In research and production, common needs include:

  1. Ingest text from heterogeneous sources (web, PDFs, DOCX, TXT);
  2. Clean and normalize the content;
  3. Lemmatize and remove stopwords;
  4. Detect language accurately, including bilingual documents;
  5. Export results with traceability (PDF that shows normalized, cleaned, and raw text).

intelli3text is built to be plug-and-play: pip install and go — no native toolchains, no manual compiles, no painful environment setup.


Key features

  • Ingestion: URL (HTML), PDF (pdfminer.six), DOCX (python-docx), TXT.
  • Cleaning: Unicode fixes (ftfy), noise removal (clean-text), PDF-specific line-break & hyphenation heuristics.
  • Paragraph-level LID: fastText LID (176 languages) with tolerant fallback.
  • spaCy normalization: lemmatized tokens without stopwords/punctuation; PT/EN/ES.
  • PDF export: summary, global normalized text, per-paragraph table and sections for cleaned/normalized/raw text.
  • Auto-download on first run:
    • lid.176.bin (fastText LID);
    • spaCy models for PT/EN/ES (lg→md→sm) with offline fallback.
  • CLI & Python API: use from shell or embed in code.

Requirements

  • Python 3.9+
  • Internet only on first run (to download models). After that, it works offline.
  • To avoid binary mismatches, the package pins compatible versions of numpy, thinc, and spacy.

Installation

pip install intelli3text
# or from a local repo:
# pip install .

No extra scripts. On first execution, required models are fetched to a local cache automatically.


Quick start (CLI)

intelli3text "https://pt.wikipedia.org/wiki/Howard_Gardner" --export-pdf output.pdf

Output:

  • JSON to stdout with language_global, cleaned, normalized, and a list of paragraphs.
  • A PDF report at output.pdf.

CLI examples

  • Local PDF:

    intelli3text "./my_paper.pdf" --export-pdf report.pdf
  • Choose spaCy model size:

    intelli3text "URL" --nlp-size md
    # options: lg (default) | md | sm
  • Select cleaners:

    intelli3text "URL" --cleaners ftfy,clean_text,pdf_breaks
  • Save JSON to file:

    intelli3text "URL" --json-out result.json
  • Use CLD3 as primary (if installed as extra):

    pip install intelli3text[cld3]
    intelli3text "URL" --lid-primary cld3 --lid-fallback none

Full CLI reference: see Docs → CLI on the website: https://jeffersonspeck.github.io/intelli3text/


Python usage (API)

from intelli3text import PipelineBuilder, Intelli3Config

cfg = Intelli3Config(
    cleaners=["ftfy", "clean_text", "pdf_breaks"],
    lid_primary="fasttext",         # or "cld3" if you installed the extra
    lid_fallback=None,              # or "cld3"
    nlp_model_pref="lg",            # "lg" | "md" | "sm"
    export={"pdf": {"path": "output.pdf", "include_global_normalized": True}},
)

pipeline = PipelineBuilder(cfg).build()
res = pipeline.process("https://pt.wikipedia.org/wiki/Howard_Gardner")

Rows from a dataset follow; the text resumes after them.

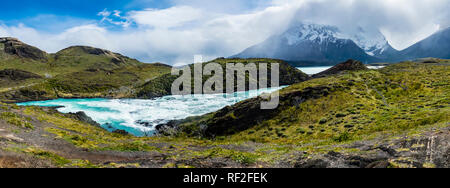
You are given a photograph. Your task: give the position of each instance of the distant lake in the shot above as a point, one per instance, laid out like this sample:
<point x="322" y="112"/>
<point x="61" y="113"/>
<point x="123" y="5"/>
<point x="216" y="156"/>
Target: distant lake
<point x="315" y="70"/>
<point x="139" y="117"/>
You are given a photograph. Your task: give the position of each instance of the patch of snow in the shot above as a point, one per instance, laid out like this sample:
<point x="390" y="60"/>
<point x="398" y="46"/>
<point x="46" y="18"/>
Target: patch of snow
<point x="372" y="41"/>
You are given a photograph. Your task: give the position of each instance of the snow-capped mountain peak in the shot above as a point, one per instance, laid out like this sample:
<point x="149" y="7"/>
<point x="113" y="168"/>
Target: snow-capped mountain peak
<point x="371" y="41"/>
<point x="312" y="32"/>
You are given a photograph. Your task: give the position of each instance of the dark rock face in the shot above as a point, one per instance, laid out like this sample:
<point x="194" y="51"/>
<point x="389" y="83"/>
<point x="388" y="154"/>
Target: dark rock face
<point x="16" y="75"/>
<point x="349" y="65"/>
<point x="81" y="116"/>
<point x="15" y="47"/>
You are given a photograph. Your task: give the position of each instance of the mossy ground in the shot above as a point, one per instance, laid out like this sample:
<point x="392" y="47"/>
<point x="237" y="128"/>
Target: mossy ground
<point x="406" y="99"/>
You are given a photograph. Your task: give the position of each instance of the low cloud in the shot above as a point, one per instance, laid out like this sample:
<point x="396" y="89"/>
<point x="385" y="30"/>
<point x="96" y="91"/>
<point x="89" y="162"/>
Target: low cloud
<point x="174" y="35"/>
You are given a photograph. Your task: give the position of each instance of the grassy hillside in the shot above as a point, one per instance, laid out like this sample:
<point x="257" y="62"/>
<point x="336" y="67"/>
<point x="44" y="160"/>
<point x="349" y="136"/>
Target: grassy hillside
<point x="162" y="85"/>
<point x="396" y="117"/>
<point x="77" y="71"/>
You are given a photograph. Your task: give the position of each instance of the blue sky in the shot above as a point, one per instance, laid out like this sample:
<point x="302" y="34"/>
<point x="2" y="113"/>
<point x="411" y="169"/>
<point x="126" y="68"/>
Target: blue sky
<point x="173" y="31"/>
<point x="57" y="15"/>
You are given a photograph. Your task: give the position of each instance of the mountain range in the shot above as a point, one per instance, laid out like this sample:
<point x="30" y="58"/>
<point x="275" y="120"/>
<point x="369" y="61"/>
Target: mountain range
<point x="314" y="45"/>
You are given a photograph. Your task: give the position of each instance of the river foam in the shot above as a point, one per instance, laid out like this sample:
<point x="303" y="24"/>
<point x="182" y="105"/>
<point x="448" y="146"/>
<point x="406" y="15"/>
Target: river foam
<point x="139" y="117"/>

print(res["language_global"], len(res["paragraphs"]))
print(res["paragraphs"][0]["language"], res["paragraphs"][0]["normalized"][:200])

More samples (including safe-to-import examples): Docs → Examples.


Language identification (LID)

  • Primary: fastText LID (lid.176.bin) auto-downloaded on first use.

  • Tolerant: if fasttext is unavailable, the pipeline won’t crash — it returns "pt" with confidence 0.0 as a safe fallback.

  • Accuracy: detection is per paragraph; language_global is the most frequent.

  • Optional: pycld3 via extra:

    pip install intelli3text[cld3]
    # CLI: --lid-primary cld3 --lid-fallback none

spaCy models & normalization

  • Size preference: lgmdsm.

  • If the model is missing, the library tries to download it.

  • Offline: falls back to spacy.blank(<lang>) with a sentencizer (no crash).

  • Normalization includes:

    • tokenization;
    • dropping stopwords/punctuation/whitespace;
    • lemmatization (when the model has a lexicon);
    • joining lemmas.

Cleaning pipeline

Default order (--cleaners ftfy,clean_text,pdf_breaks):

  1. FTFY: fixes Unicode glitches.
  2. clean-text: removes URLs/emails/phones; keeps numbers/punctuation by default.
  3. pdf_breaks: PDF heuristics (de-hyphenation; merge artificial breaks; collapse multiple newlines).

You can customize the list/order via CLI or API.


PDF export

The report includes:

  • Summary (global language, total paragraphs),

  • Global Normalized Text (optional),

  • Per-paragraph table (language, confidence, normalized preview),

  • Per-paragraph sections showing:

    • normalized,
    • cleaned,
    • raw.

Library: ReportLab.


Cache, auto-downloads & offline mode

  • Default cache directory: ~/.cache/intelli3text/ Override via env var: INTELLI3TEXT_CACHE_DIR=/your/custom/path

  • Auto-download on first use:

    • lid.176.bin (fastText LID),
    • spaCy models PT/EN/ES in order lg→md→sm.
  • Offline behavior:

    • LID returns fallback "pt", 0.0 if fastText is unavailable;
    • spaCy uses blank() (functional, but without full lexical features).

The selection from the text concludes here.